In an embodiment, the floating production platform is a Tension leg Platform (TLP) and the vessel is a Floating Production and Offloading (FPO) vessel. In this configuration, the produced oil and/or gas can be exported to a remote location via an export flowline which is suspended from the floating production platform. No storage is required on board the vessel.

In an embodiment, the rotary communication assembly comprises a connecting/disconnecting coupling for connecting and disconnecting the vessel from the floating production platform, allowing:

• • the vessel to be removed to a remote location in times of bad weather or for other reasons and/or
  • installation of the floating production platform at a site prior to an installation of the vessel.

In an embodiment, the rotary communication assembly comprises a return product fluid line configured for transferring a product fluid back to the floating production platform, wherein the production platform comprises a support point for supporting a riser of an export pipeline which extends from the floating production platform to a remote location, the combination being configured to convey oil and/or gas from the vessel back to the floating production platform through the return fluid line and subsequently through the export riser and the export line to a remote location.

The present invention further relates to a method for producing oil and/or gas, the method comprising the steps of:

1. providing a floating production platform for oil and/or gas production in a marine environment, the floating production platform comprising:

• • a floater for providing buoyancy, the floater having suitable motion characteristics for supporting a dry tree riser,
  • at least one riser support point constructed and arranged for supporting at least one dry tree riser which extends between the floating production platform and a seabed,
  • a rotary communication assembly constructed and arranged for providing communication between the floating production platform and a vessel for:
    • transferring a product fluid coming out of the at least one riser to the vessel, and/or
    • transferring other fluids between the floating production platform and the vessel, and/or
    • transferring control signals via one or more electrical lines between the floating production platform and the vessel,
  • the rotary communication assembly comprising:
    • a circumferential communication line which in top view extends around the at least one riser support point,
    • a bridge communication line being in connection with the circumferential communication line at one end and comprising an end coupling at the other end for connection with the vessel, the bridge communication line constructed to bridge a gap between the floating production platform and the vessel, wherein the bridge communication line is movable along the circumferential communication line such that when in use the vessel weathervanes around the floating production platform, the bridge communication line rotates around the floating production platform with the weathervaning vessel, such that the rotary communication assembly maintains communication between the riser and the vessel,

2. providing a vessel, mooring the vessel to the floating production platform via a mooring assembly which allows weathervaning of the vessel about the floating production platform, and connecting the at least one bridge communication line to the vessel,

3. conveying untreated oil and/or gas hydrocarbons upwards through the production riser to the floating production platform,

4. transferring the oil and/or gas through the rotary communication assembly from the floating production platform to the vessel.

In an embodiment, the method comprises treating polluted hydrocarbons such as oil and/or gas on board the vessel.
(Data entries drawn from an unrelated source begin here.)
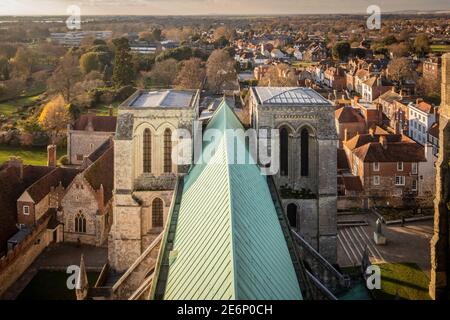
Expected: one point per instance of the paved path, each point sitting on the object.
(59, 256)
(410, 243)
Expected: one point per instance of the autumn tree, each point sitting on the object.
(123, 73)
(400, 70)
(191, 75)
(54, 117)
(280, 75)
(65, 77)
(89, 62)
(24, 61)
(220, 71)
(4, 69)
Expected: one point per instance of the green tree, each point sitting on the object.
(4, 69)
(341, 50)
(422, 44)
(123, 73)
(89, 62)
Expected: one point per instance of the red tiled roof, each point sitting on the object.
(434, 130)
(393, 152)
(351, 183)
(348, 115)
(11, 188)
(42, 187)
(101, 172)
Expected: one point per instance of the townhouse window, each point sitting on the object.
(414, 185)
(80, 223)
(376, 180)
(376, 166)
(400, 180)
(157, 213)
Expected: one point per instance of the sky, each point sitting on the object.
(217, 7)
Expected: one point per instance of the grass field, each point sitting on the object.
(8, 108)
(36, 156)
(405, 281)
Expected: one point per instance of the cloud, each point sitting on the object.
(238, 7)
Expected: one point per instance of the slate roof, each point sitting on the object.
(93, 122)
(228, 242)
(297, 96)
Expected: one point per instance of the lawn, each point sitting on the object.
(51, 285)
(103, 109)
(405, 281)
(30, 155)
(10, 107)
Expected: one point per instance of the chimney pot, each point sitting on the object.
(51, 155)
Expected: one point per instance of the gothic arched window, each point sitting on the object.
(157, 213)
(304, 154)
(167, 151)
(284, 151)
(147, 152)
(80, 223)
(292, 215)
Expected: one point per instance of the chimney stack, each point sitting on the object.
(383, 141)
(51, 155)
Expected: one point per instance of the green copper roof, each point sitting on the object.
(228, 242)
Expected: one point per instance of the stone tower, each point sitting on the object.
(307, 157)
(440, 255)
(145, 174)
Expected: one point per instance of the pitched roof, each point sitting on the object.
(342, 161)
(92, 122)
(228, 242)
(11, 187)
(393, 152)
(351, 183)
(101, 173)
(289, 96)
(434, 130)
(42, 187)
(348, 115)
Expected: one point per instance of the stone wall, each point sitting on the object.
(83, 143)
(22, 256)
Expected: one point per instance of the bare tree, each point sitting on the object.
(280, 75)
(65, 77)
(192, 74)
(401, 69)
(220, 71)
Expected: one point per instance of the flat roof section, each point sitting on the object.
(163, 99)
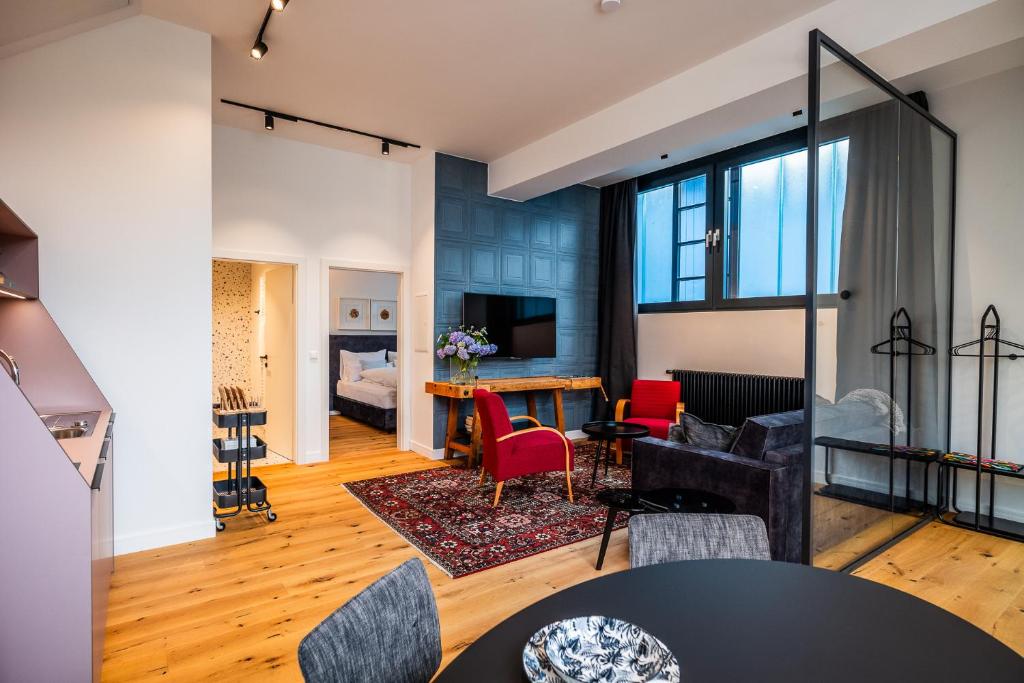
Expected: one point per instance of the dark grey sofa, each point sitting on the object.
(762, 474)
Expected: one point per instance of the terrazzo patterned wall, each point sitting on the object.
(545, 247)
(232, 325)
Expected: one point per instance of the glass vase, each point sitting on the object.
(463, 372)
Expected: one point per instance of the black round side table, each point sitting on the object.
(607, 432)
(660, 500)
(617, 500)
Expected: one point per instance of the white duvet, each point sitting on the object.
(384, 376)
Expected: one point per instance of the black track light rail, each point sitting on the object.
(297, 119)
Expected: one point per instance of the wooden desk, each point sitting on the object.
(527, 385)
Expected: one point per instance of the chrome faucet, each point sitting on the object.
(15, 372)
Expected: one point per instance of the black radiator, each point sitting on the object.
(728, 398)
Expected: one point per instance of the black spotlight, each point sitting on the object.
(259, 48)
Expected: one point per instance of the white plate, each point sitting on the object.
(540, 669)
(603, 649)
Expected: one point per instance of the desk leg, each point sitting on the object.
(597, 460)
(474, 439)
(559, 414)
(608, 525)
(531, 404)
(453, 428)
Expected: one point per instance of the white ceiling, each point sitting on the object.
(473, 78)
(24, 18)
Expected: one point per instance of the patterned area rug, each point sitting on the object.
(445, 514)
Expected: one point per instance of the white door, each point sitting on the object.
(279, 345)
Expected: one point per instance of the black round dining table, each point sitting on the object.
(759, 621)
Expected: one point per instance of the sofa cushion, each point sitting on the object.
(658, 427)
(769, 432)
(695, 431)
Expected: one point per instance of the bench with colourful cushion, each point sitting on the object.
(987, 464)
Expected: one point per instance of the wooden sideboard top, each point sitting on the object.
(509, 384)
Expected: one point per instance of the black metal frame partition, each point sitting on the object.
(817, 41)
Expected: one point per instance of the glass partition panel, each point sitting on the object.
(882, 305)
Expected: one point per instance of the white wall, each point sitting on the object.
(105, 153)
(419, 316)
(988, 117)
(321, 207)
(359, 285)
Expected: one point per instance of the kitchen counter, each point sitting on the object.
(85, 450)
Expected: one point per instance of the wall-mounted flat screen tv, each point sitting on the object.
(522, 327)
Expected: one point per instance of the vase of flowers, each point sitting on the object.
(464, 348)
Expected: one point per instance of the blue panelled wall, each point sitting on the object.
(545, 247)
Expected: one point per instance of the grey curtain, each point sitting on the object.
(616, 319)
(867, 246)
(919, 284)
(888, 257)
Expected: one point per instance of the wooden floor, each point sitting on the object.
(349, 436)
(236, 606)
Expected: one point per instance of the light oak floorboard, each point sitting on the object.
(237, 605)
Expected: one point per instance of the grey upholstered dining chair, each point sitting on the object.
(389, 632)
(672, 537)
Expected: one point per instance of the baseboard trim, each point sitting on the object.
(164, 537)
(424, 450)
(312, 457)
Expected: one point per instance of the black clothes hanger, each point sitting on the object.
(900, 331)
(989, 332)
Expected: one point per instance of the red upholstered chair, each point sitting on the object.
(653, 403)
(509, 454)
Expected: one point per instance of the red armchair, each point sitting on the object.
(509, 454)
(653, 403)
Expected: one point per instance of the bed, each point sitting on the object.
(367, 401)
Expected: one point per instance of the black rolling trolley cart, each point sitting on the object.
(239, 492)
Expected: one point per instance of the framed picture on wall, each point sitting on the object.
(353, 313)
(383, 315)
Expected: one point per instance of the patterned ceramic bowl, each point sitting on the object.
(624, 653)
(602, 649)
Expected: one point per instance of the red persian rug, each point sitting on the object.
(446, 515)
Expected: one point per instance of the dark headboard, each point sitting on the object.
(356, 344)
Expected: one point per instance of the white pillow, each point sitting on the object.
(351, 364)
(383, 376)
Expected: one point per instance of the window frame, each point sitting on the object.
(714, 166)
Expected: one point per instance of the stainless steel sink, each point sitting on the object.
(67, 432)
(71, 425)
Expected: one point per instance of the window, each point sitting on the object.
(730, 230)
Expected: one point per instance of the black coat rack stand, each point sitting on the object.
(899, 343)
(991, 346)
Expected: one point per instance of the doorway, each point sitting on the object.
(365, 361)
(254, 346)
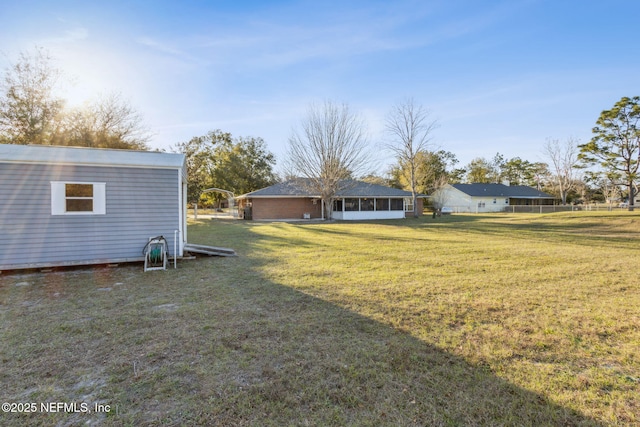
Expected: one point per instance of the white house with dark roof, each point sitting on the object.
(72, 206)
(355, 200)
(488, 197)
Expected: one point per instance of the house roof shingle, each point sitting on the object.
(348, 188)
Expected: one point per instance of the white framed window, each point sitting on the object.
(78, 198)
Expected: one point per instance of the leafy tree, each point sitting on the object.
(330, 146)
(217, 160)
(30, 111)
(432, 170)
(200, 158)
(563, 157)
(480, 170)
(615, 146)
(517, 171)
(110, 122)
(410, 127)
(243, 166)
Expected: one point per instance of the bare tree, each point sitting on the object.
(410, 129)
(29, 108)
(329, 147)
(109, 122)
(563, 157)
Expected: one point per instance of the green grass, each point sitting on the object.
(461, 320)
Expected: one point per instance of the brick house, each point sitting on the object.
(356, 200)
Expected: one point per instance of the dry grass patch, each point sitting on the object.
(501, 320)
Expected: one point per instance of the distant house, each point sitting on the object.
(356, 200)
(71, 206)
(488, 197)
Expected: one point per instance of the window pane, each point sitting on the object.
(382, 204)
(79, 190)
(397, 204)
(351, 205)
(366, 204)
(79, 205)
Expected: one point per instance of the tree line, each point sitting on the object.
(330, 144)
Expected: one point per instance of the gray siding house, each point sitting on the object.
(72, 206)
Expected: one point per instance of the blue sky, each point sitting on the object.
(498, 76)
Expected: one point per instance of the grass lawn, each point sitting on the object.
(461, 320)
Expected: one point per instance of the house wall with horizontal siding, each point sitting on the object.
(140, 203)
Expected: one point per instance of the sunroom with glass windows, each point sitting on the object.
(355, 208)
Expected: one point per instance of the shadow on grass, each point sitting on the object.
(215, 343)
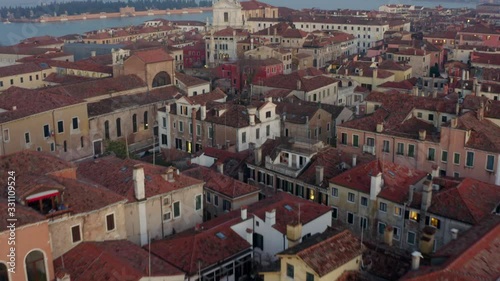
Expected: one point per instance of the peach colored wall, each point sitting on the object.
(28, 238)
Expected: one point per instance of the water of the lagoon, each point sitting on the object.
(12, 33)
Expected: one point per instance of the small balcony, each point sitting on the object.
(369, 149)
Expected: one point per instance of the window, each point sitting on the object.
(400, 149)
(118, 127)
(363, 223)
(76, 235)
(435, 222)
(35, 266)
(350, 218)
(382, 207)
(381, 227)
(60, 126)
(46, 131)
(364, 201)
(226, 205)
(490, 162)
(177, 209)
(355, 140)
(197, 202)
(385, 147)
(167, 216)
(411, 150)
(444, 156)
(397, 233)
(411, 237)
(397, 211)
(134, 123)
(110, 222)
(6, 135)
(343, 138)
(74, 123)
(431, 155)
(469, 161)
(335, 213)
(289, 270)
(414, 216)
(351, 197)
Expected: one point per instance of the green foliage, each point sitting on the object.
(96, 6)
(119, 148)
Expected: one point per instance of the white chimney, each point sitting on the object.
(375, 186)
(203, 112)
(138, 176)
(244, 213)
(319, 175)
(271, 217)
(454, 233)
(415, 260)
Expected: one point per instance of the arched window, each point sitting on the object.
(4, 273)
(134, 123)
(35, 266)
(118, 127)
(106, 129)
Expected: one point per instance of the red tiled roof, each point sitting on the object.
(221, 183)
(192, 250)
(473, 256)
(328, 251)
(396, 179)
(116, 175)
(469, 201)
(24, 215)
(154, 96)
(112, 261)
(153, 55)
(23, 68)
(29, 102)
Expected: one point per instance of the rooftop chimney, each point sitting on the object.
(422, 134)
(138, 175)
(271, 217)
(375, 186)
(415, 260)
(244, 213)
(220, 167)
(319, 175)
(380, 127)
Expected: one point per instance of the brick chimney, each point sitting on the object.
(138, 175)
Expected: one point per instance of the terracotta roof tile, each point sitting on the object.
(327, 251)
(221, 183)
(113, 261)
(396, 179)
(117, 175)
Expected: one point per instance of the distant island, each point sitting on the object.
(95, 7)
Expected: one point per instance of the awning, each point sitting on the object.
(42, 195)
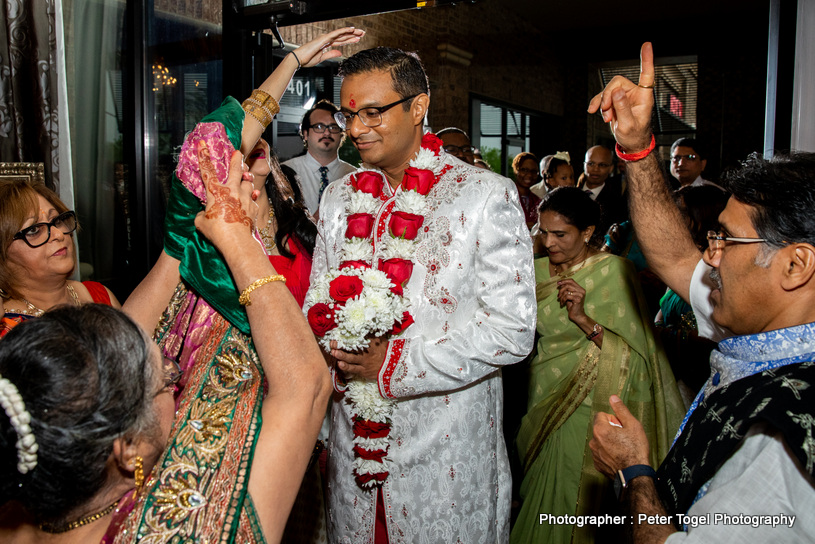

The treatment on board the vessel saves payload on the floating production platform which results in a lighter floating production platform

In an embodiment, the method comprises providing:

• • a return fluid line configured for transferring a fluid back to the floating production platform, and providing,
  • an export support point on the floating production platform for supporting a riser of an export line which extends from the floating production platform to a remote location,
  • an export line comprising an export riser suspended from the export support point, the method comprising:
  • transferring the treated oil and/or gas from the vessel back to the floating production unit through the return fluid line,
  • conveying oil and/or gas through the export riser and the export line to a remote location.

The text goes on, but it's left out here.